Дома после этих вылазок он мог избывать свое разочарование, помогая Джону корчевать кусты полыни вдоль линии предполагаемого канала. Он уже разуверился в том, что эта расчищенная линия, огибающая холмы, может кого‑нибудь обмануть, заставить думать, что строительство канала продвигается; просто он был из тех, чья озабоченность выражается мускульным образом. Я же, оставшийся без мускулов, не могу разделить с ним даже это минимальное облегчение. Пытаясь вообразить его состояние, я делаюсь нервным и беспокойным, слишком много думаю, лежу без сна, теряю уверенность в том, чем сам занимаюсь, и даже порой склоняюсь к мысли – не пойти ли Родману навстречу, не предпочесть ли пустое усмиренное существование на пастбище стариков в Менло-Парке? Может быть, умнее было бы посвятить свои отшельнические годы какой‑нибудь глупенькой и спокойной теме вроде Лолы Монтес?
Тягостней всего мне видеть, как мало-помалу разъедаются привязанность и верность, соединявшие Оливера и Сюзан Уорд. Мне стыдно, что он, когда тоскливо, хватается за бутылку, мне ненавистна эта картина: бабушка сидит у себя в глубине каньона, хмурая, печальная мать семейства, и тревожится не без злобности, что он может, возвращаясь, упасть с моста или показаться детям в неприглядном виде. И испытывает при этом глубочайшую, абсолютно безнадежную жалость, хочет помочь и понятия не имеет как. Она понимала, что алкоголь – искушение почти непреодолимое, сколько бы она ни ждала от Оливера способности по‑мужски ему воспротивиться.
Все меньше и меньше подруга ему, все больше и больше зануда, она приросла к рабочему столу, охваченная отчаянным чувством, что семья полностью зависит от ее заработка; и чем больше заставляла себя работать, тем больше досадовала на разобщенность из‑за этой работы между ней и детьми, между ней и мужем. Могу себе представить, как она выходила из дома тихим ранним утром, оглядывала безотрадное запустение, в котором жила, и содрогалась из‑за произошедшего с ней; и, если ей попадалось на глаза ее собственное лицо в темном зеркале ведра с водой, она пугалась.

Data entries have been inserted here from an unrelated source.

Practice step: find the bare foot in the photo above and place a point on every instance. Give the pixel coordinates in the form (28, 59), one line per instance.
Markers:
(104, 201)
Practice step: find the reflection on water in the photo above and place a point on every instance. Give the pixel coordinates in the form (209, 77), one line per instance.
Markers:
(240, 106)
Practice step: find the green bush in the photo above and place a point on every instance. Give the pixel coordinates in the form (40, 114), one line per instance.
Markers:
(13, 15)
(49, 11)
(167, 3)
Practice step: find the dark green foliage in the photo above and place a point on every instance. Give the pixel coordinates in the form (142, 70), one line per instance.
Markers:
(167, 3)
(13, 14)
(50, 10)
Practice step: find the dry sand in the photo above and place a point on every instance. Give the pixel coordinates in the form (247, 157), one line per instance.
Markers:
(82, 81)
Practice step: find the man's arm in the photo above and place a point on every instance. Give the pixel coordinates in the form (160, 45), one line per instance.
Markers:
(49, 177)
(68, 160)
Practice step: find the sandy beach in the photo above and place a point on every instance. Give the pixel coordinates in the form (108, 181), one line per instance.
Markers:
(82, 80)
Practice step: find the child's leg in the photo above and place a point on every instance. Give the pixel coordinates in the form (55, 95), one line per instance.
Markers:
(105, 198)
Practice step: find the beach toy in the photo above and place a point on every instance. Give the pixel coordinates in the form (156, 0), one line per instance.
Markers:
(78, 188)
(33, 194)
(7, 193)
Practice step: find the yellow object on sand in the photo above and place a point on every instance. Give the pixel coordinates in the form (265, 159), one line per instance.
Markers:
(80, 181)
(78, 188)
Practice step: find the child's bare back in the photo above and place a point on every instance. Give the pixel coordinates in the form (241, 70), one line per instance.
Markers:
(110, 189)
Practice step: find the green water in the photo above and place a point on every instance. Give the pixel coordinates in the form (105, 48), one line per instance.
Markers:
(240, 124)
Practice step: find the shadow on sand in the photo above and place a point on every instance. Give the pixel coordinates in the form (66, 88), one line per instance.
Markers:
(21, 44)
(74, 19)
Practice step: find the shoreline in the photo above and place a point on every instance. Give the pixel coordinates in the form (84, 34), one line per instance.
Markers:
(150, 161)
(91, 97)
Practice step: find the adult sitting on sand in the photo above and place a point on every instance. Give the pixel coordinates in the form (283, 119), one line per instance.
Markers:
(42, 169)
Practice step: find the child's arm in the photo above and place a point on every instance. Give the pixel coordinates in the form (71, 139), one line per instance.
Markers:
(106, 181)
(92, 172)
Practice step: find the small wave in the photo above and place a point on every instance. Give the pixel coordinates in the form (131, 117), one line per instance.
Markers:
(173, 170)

Если он говорил – а он, я уверен, говорил это не раз: “Давай на несколько дней отсюда выберемся, пока нас тут не похоронило, поднимемся в гору, порыбачим”, она отказывалась, ссылаясь на работу, предлагала ему отправиться вдвоем с Олли. А когда они отправлялись‑таки, ощущала себя брошенной, вынужденной трудиться, пока другие развлекаются, и все время, пока их не было, переживала из‑за уроков, которые Олли пропускает. Если он вечно на рыбалке, то никогда не научится читать как следует.
Но когда Оливеру предлагали должность – рудник в Келлогге, отдел в администрации губернатора, – она подавляла позыв повлиять на него и мирилась с его решением, принятым, думалось ей, вопреки интересам семьи. Когда он, обсудив с ней очередную альтернативу их кабале, отклонял предложение, атмосфера на время разряжалась. Но проходило несколько дней – и это решение вносило свой вклад в копившееся у нее недовольство.
Ее дети бегали босиком по тамошнему царству гремучих змей. Она поругивала их за то, что растут дикарями и легкомысленно относятся к своим урокам с Нелли. Если даже ей и хотелось где‑нибудь побывать, она не считала возможным покинуть каньон: не было одежды, которую она сочла бы приличной, а появляться в Бойсе этакой обтрепанной аристократкой было ниже ее достоинства. И всякий раз, как Оливер возвращался из города, она непременно старалась среди своих домашних дел пройти близко от него и понюхать. В детстве я обнаружил, что нюх у бабушки просто собачий. Если я два часа назад съел какую‑нибудь запретную отраву вроде лакричной конфетки, она это знала. Так что я понимаю, как могла чувствовать себя в 1888 году виноватая сторона, как дедушка мог досадовать на бабушкин безупречный детективный дар.
Оба они были несчастны, всякая их надежда подавлялась, все радостное глохло под грузом бедности и неудачи. Меня подмывает – и настоящим я поддаюсь этому побуждению – перескочить вперед, не запечатлеть ни единого несчастливого часа вплоть до ноября 1888 года. В тот день почта наконец разродилась письмом, где было зерно перемены.